Penerimaan publik terhadap kampanye ini menunjukkan efektivitas pendekatan komunikasi empatik dan berbasis etnografi. Unilever memposisikan dirinya bukan sebagai pengambil keputusan tunggal, melainkan sebagai fasilitator ruang bagi suara-suara yang selama ini tidak terlihat. Dalam narasi kampanye yang disampaikan melalui media sosial, Unilever secara konsisten menggunakan cerita pribadi dari individu yang berasal dari komunitas marginal, seperti perempuan, penyandang disabilitas, hingga kelompok etnis yang bukan kaum mayoritas. Strategi ini tidak hanya memberikan validasi terhadap pengalaman mereka, tetapi juga membentuk ikatan dengan pengguna dan juga masyarakat yang lebih luas.
Penggunaan bahasa inklusif seperti "No more waiting, no more hesitating. Let’s #AccelerateAction for Gender Equality" atau "Setiap orang berhak berkembang" menjadi salah satu contoh dari Unilever dalam menerjemahkan nilai-nilai keberagaman dan inklusi ke dalam praktik komunikasi publik. Selain dari sisi verbal, aspek visual yang ditampilkan juga sangat representatif, mencerminkan keragaman etnis, usia, dan kondisi fisik. Konten yang disampaikan oleh Unilever ditujukan untuk membuat rasa kedekatan dengan karyawan dan juga masyarakat yang menggunakan produk yang dihasilkan oleh Unilever.

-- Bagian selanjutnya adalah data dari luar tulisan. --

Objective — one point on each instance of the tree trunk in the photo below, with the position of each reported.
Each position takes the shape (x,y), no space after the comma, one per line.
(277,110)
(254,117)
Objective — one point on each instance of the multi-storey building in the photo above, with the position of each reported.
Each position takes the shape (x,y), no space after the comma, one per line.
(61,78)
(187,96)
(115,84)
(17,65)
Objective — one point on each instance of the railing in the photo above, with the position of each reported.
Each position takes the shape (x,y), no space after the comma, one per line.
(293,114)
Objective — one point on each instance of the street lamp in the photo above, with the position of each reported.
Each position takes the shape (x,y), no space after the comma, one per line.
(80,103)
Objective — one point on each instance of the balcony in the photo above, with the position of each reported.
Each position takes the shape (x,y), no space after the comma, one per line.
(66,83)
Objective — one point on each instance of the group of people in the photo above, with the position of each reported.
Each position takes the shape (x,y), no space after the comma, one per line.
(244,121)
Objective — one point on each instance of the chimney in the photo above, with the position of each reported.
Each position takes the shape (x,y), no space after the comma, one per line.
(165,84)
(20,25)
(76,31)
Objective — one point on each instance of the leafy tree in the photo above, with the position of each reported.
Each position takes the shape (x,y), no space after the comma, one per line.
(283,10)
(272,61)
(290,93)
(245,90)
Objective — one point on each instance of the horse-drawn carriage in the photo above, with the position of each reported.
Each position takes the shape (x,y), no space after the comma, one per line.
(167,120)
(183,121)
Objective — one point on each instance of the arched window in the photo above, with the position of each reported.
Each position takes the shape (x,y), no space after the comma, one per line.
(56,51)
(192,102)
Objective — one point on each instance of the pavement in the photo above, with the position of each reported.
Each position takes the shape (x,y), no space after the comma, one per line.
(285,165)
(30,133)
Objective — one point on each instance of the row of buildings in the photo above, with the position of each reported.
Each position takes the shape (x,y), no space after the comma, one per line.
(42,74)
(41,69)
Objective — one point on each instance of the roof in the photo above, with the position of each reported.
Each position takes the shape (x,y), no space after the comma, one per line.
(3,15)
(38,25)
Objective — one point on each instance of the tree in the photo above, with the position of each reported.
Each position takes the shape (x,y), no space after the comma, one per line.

Melalui pendekatan etnografi yang mendalam, salah satu cara yang dilakukan oleh Unilever adalah melalui observasi komunitas eksternal dan pencerminan dari internal. Unilever mampu menyusun strategi hubungan publik yang bukan hanya berfokus terhadap isu kritis, namun juga secara proaktif membangun citra perusahaan yang inklusif dan bertanggung jawab secara sosial melalui program program yang dibentuk. Hal ini memperlihatkan bahwa dalam konteks manajemen isu dan krisis berbasis budaya, etnografi dapat menjadi alat strategis dalam memperkuat hubungan perusahaan dengan publik, sekaligus menciptakan unique point dalam komunikasi merek.